City investments are made in accordance with Minnesota Statutes and an even more restrictive investment policy adopted by the city council. Interest earnings for 2010 were approximately $1.06 million. Month end investment balances for the same period average approximately $64 million.
- Merrill King
- Finance Director
The payroll system is maintained on the JD Edwards software at LOGIS. An average of 435 payroll checks are prepared bi-weekly and over 900 employee records are maintained. 217 of these are full-time employees and the balance is part-time and seasonal employees. Total payroll related expenses for 2010 were approximately $23.8 million.
- Denise Heimerman
- Payroll Accountant
The assessing division values more than 20,000 parcels of real property in the city, as required by state law. Value notices are mailed in March. Property owners’ concerns or appeals are addressed by staff, and by the city council sitting as the Local Board of Review in April. The council has local real estate professionals advise them when considering market value appeals. This division also administers the homestead classification and provides basic information on property characteristics. For 2014, the total market value of property in Minnetonka amounted to over $7.9 billion.
Colin Schmidt, SAMA
Denise Ostlund, CMA
Michele Gelo, SAMA
A Thor, AMA
Melanie Putz, CMA
The city belongs to the Hennepin County Cooperative Purchasing Group. The county purchasing staff prepares bids and specifications for the majority of items a governmental unit uses. As a member of the group, the city is able to purchase under the county contract. The city is also able to purchase under all state of Minnesota contracts.
City staff invoice nearly 17,000 customer accounts int he city for water and sewer services. Residents are billed quarterly and businesses monthly to product total revenues of around $11 million.

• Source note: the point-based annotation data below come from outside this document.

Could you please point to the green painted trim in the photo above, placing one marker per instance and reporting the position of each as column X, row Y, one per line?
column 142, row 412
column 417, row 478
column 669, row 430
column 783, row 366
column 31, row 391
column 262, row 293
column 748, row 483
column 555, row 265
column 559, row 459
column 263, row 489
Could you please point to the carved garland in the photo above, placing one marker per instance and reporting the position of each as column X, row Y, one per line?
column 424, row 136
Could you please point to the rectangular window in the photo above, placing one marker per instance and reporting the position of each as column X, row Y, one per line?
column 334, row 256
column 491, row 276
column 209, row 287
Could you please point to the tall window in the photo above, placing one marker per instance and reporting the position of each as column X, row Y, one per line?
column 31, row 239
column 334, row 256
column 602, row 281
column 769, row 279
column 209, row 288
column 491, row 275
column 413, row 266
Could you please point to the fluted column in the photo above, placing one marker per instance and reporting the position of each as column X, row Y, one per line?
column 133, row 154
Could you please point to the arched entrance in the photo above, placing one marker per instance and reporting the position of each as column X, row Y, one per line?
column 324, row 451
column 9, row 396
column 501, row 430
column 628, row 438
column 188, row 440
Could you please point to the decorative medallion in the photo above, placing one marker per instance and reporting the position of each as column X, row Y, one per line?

Current utility rates are $2.50 to $4.98 per 1,000 gallons for water, depending upon usage; and $56.00 per quarter plus $1.99 per 1,000 gallons for sewer. The sewer rate is based on the winter quarter water usage because summer activities such as sprinkling and car washing do not use the sanitary sewer system. All utility rates are monitored annually and increased as necessary.
The utility bills also collect storm water fees that are used to improve the city’s storm water system, lake, and creek water quality, as well as environmental fees that are used to provide residential recycling services as well as other improvements to the city’s green spaces.